40 Menschen sind der Brandkatastrophe im Skiort Crans-Montana bisher zum Opfer gefallen, die Zahl der Verletzten wird auf 119 beziffert. Ihre Behandlung wird nun zu einer europäischen Mammutaufgabe: Die Schweiz schafft es nicht, alle Brandopfer angemessen zu versorgen. Die Nachbarländer müssen helfen.
50 Verletzte sollen in deutsche oder andere europäische Zentren für Schwerbrandverletzte verlegt werden, weil die Schweiz die nötigen Kapazitäten nicht hat. Angeflogen werden unter anderem Kliniken in Frankreich, Italien und Belgien.
Deutschland hat bereits am Freitag vier Patientinnen und Patienten im Rahmen bilateraler Vereinbarungen übernommen. Wie das Bundesamt für Bevölkerungsschutz und Katastrophenhilfe mitteilte, sollen bis zum Samstagabend sieben weitere Patientinnen und Patienten über den Katastrophenschutzmechanismus der Europäischen Union kommen. Sie werden dem Bundesamt zufolge mit Flugzeugen und Hubschraubern gebracht. Die Verteilung erfolge nach dem sogenannten Kleeblattkonzept, welches Bund und Länder während der Corona-Pandemie entwickelt haben.

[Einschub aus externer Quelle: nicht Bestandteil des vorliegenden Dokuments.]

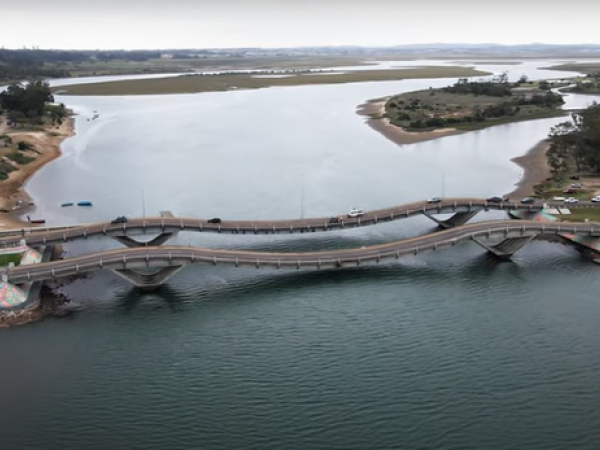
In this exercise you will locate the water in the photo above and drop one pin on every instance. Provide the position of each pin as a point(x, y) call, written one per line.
point(443, 351)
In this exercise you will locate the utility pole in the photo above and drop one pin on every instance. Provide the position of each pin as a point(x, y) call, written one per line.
point(302, 203)
point(143, 204)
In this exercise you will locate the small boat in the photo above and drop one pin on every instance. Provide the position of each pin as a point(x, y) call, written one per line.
point(35, 220)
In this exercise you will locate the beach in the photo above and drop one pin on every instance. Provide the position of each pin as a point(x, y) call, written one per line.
point(375, 109)
point(534, 163)
point(47, 142)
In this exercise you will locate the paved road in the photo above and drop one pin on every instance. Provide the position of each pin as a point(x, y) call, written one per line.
point(158, 225)
point(143, 257)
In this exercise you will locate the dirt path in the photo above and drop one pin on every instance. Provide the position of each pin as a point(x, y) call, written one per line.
point(11, 190)
point(535, 170)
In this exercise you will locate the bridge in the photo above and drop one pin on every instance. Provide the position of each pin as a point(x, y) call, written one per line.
point(163, 228)
point(151, 266)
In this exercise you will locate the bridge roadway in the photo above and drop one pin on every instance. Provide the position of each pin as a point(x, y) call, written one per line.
point(124, 260)
point(463, 208)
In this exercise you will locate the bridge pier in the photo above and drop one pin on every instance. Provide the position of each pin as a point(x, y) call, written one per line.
point(508, 247)
point(132, 243)
point(149, 280)
point(457, 219)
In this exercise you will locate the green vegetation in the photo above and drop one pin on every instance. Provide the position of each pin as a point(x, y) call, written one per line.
point(15, 258)
point(576, 144)
point(30, 104)
point(25, 64)
point(229, 81)
point(591, 67)
point(469, 105)
point(574, 157)
point(588, 85)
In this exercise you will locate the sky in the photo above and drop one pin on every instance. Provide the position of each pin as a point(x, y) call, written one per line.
point(169, 24)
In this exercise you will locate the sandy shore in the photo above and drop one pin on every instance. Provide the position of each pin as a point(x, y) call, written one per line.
point(534, 163)
point(47, 142)
point(535, 169)
point(375, 109)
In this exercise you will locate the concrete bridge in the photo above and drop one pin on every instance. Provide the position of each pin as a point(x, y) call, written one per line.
point(151, 266)
point(163, 228)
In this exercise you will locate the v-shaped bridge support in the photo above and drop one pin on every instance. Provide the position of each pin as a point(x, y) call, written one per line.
point(456, 220)
point(149, 280)
point(158, 240)
point(507, 247)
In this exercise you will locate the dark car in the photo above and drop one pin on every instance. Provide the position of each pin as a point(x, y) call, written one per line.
point(120, 219)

Auch in Berlin, 800 Kilometer Luftlinie von Crans-Montana entfernt, werden Opfer behandelt. Leila Harhaus-Wähner, die am Unfallkrankenhaus Berlin die Klinik für Hand-, Replantations- und Mikrochirurgie leitet, sagte dem „Spiegel“, die mehr als 100 Verletzten in der Schweiz seien „größtenteils so schwer betroffen, dass sie auf den Intensivstationen liegen, intubiert sind und beatmet werden“.
Die Zeit eile, sagte die Charité-Professorin weiter. Giftstoffe, die vor allem von der verbrannten Haut in die Blutbahn gelangen, würden Blutgefäße bedrohen. Blutverlust sei die Folge, es drohe ein Schock: „Erst ist die Lunge betroffen, dann fallen die Nieren aus und so weiter“, erklärte Harhaus-Wähner dem „Spiegel“. Deswegen sei es wichtig, „innerhalb der ersten 48 Stunden eine leitliniengerechte Therapie zu fahren“.